Prison Tycoon 3: Lockdown fits firmly into the more derivative end of the Tycoon bracket. You’re running a business that has a group of customers who require certain services. You build what you can afford, and use the money from doing it well to satisfy new, more complicated desires. The difference, of course, is that your customers are prisoners, requiring outdoor gyms to lift weights in, mess-halls to eat bad slop in and shower rooms to have punch lines to unsuitable jokes in. Another difference is security. Having a big hole in the fence leading to the outer world, for example, is a bad idea. As you deal with increasingly high-security prisoners, you gain access to things like Dog Squads. Oh - and the Death Chamber.

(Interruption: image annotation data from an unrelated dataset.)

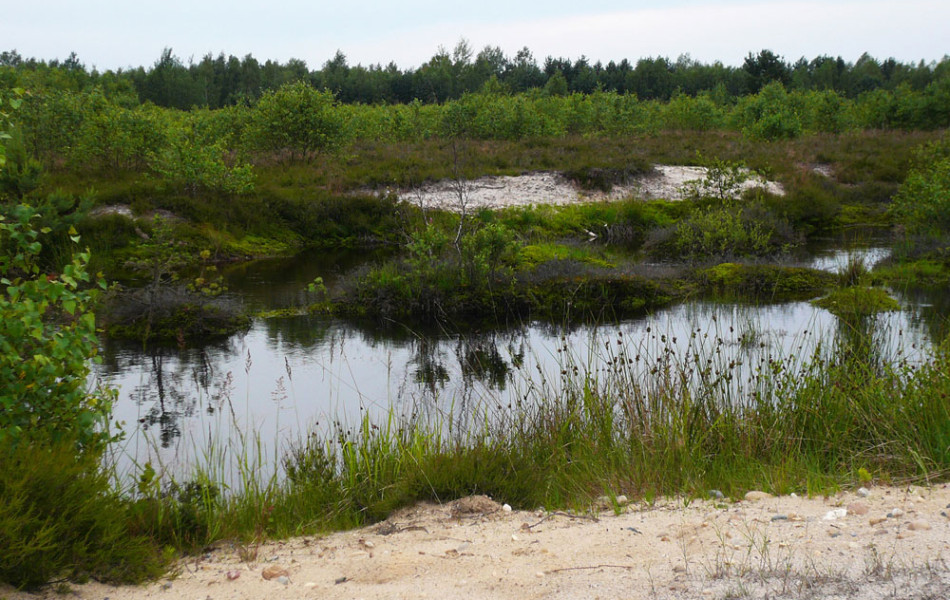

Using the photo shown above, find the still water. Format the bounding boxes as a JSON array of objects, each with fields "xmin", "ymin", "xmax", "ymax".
[{"xmin": 96, "ymin": 241, "xmax": 950, "ymax": 474}]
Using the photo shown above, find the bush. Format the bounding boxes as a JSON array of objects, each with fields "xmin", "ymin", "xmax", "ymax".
[
  {"xmin": 647, "ymin": 207, "xmax": 792, "ymax": 261},
  {"xmin": 0, "ymin": 438, "xmax": 166, "ymax": 589},
  {"xmin": 0, "ymin": 206, "xmax": 112, "ymax": 446},
  {"xmin": 244, "ymin": 81, "xmax": 345, "ymax": 162},
  {"xmin": 894, "ymin": 138, "xmax": 950, "ymax": 237}
]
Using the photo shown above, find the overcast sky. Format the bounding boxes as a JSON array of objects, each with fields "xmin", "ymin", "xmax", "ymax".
[{"xmin": 0, "ymin": 0, "xmax": 950, "ymax": 70}]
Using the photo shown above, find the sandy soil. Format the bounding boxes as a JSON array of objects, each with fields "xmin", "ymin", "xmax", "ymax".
[
  {"xmin": 9, "ymin": 485, "xmax": 950, "ymax": 600},
  {"xmin": 398, "ymin": 165, "xmax": 784, "ymax": 212}
]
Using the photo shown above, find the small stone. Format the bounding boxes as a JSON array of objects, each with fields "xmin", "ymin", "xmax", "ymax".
[
  {"xmin": 261, "ymin": 565, "xmax": 289, "ymax": 581},
  {"xmin": 822, "ymin": 508, "xmax": 848, "ymax": 521}
]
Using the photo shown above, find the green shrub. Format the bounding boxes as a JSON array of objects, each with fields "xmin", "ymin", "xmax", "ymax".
[
  {"xmin": 0, "ymin": 438, "xmax": 167, "ymax": 589},
  {"xmin": 244, "ymin": 81, "xmax": 345, "ymax": 162},
  {"xmin": 647, "ymin": 207, "xmax": 792, "ymax": 261},
  {"xmin": 894, "ymin": 138, "xmax": 950, "ymax": 237},
  {"xmin": 0, "ymin": 206, "xmax": 112, "ymax": 446}
]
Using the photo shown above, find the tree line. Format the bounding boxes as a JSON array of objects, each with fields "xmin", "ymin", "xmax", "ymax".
[{"xmin": 0, "ymin": 40, "xmax": 950, "ymax": 110}]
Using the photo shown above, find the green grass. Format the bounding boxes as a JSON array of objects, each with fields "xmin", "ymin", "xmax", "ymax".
[
  {"xmin": 0, "ymin": 314, "xmax": 950, "ymax": 587},
  {"xmin": 124, "ymin": 324, "xmax": 950, "ymax": 548}
]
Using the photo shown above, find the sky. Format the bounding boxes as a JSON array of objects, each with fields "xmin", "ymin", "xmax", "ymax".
[{"xmin": 0, "ymin": 0, "xmax": 950, "ymax": 71}]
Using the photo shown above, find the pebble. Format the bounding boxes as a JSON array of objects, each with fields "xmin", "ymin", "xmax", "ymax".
[
  {"xmin": 261, "ymin": 565, "xmax": 289, "ymax": 581},
  {"xmin": 848, "ymin": 502, "xmax": 871, "ymax": 516},
  {"xmin": 907, "ymin": 519, "xmax": 930, "ymax": 531}
]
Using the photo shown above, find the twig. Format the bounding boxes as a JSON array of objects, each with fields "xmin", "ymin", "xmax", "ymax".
[
  {"xmin": 528, "ymin": 511, "xmax": 600, "ymax": 529},
  {"xmin": 545, "ymin": 565, "xmax": 636, "ymax": 574}
]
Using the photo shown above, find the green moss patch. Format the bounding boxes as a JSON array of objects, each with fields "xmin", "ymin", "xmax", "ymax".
[
  {"xmin": 697, "ymin": 263, "xmax": 834, "ymax": 299},
  {"xmin": 812, "ymin": 286, "xmax": 900, "ymax": 317}
]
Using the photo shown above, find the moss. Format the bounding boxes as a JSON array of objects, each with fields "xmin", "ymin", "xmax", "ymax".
[
  {"xmin": 519, "ymin": 244, "xmax": 614, "ymax": 268},
  {"xmin": 696, "ymin": 263, "xmax": 834, "ymax": 299},
  {"xmin": 521, "ymin": 274, "xmax": 679, "ymax": 321},
  {"xmin": 104, "ymin": 304, "xmax": 251, "ymax": 343},
  {"xmin": 812, "ymin": 286, "xmax": 900, "ymax": 317},
  {"xmin": 254, "ymin": 302, "xmax": 333, "ymax": 319}
]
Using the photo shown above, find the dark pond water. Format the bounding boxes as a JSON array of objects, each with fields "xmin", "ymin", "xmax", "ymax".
[{"xmin": 96, "ymin": 241, "xmax": 950, "ymax": 474}]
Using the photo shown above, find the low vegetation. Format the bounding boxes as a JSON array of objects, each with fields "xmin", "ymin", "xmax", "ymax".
[{"xmin": 0, "ymin": 52, "xmax": 950, "ymax": 588}]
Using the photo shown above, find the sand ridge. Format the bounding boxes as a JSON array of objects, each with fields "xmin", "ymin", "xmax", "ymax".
[
  {"xmin": 9, "ymin": 485, "xmax": 950, "ymax": 600},
  {"xmin": 396, "ymin": 165, "xmax": 785, "ymax": 213}
]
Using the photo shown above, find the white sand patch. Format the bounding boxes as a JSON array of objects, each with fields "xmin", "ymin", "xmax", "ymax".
[
  {"xmin": 398, "ymin": 165, "xmax": 785, "ymax": 212},
  {"xmin": 11, "ymin": 485, "xmax": 950, "ymax": 600}
]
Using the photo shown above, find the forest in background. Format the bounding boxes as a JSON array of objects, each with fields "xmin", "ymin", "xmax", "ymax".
[{"xmin": 0, "ymin": 40, "xmax": 950, "ymax": 109}]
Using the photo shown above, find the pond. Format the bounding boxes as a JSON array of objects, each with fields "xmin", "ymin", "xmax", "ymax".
[{"xmin": 96, "ymin": 239, "xmax": 950, "ymax": 476}]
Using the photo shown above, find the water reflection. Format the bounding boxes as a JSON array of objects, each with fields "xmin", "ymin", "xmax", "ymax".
[{"xmin": 97, "ymin": 241, "xmax": 950, "ymax": 480}]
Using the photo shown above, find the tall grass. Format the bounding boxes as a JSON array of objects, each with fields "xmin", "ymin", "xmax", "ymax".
[
  {"xmin": 0, "ymin": 319, "xmax": 950, "ymax": 586},
  {"xmin": 122, "ymin": 316, "xmax": 950, "ymax": 549}
]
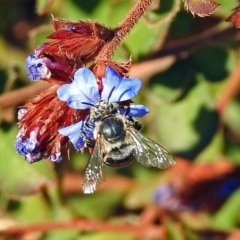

Lockdown’s primary problem isn’t one of taste, however, but what it shares with most budget tycoon games. It’s not interesting enough, even with the possibility of riots and breakouts. You only have a limited range of things to buy, so it’s mainly a case of spending your money then sitting back. You can change some on-the-fly things, but with little idea of why, due to a minimum of feedback as to what’s annoying your charges. This fogginess transfers to the control system: you can order guards to move to specific locations or pursue prisoners, but there’s no immediate feedback. You click, and sometimes he goes off and does it and sometimes he doesn’t.  With the cumbersome camera controls, you end up just wishing they’d hurry up and escape already. And then you think escaping is a pretty good idea. And then you press Escape.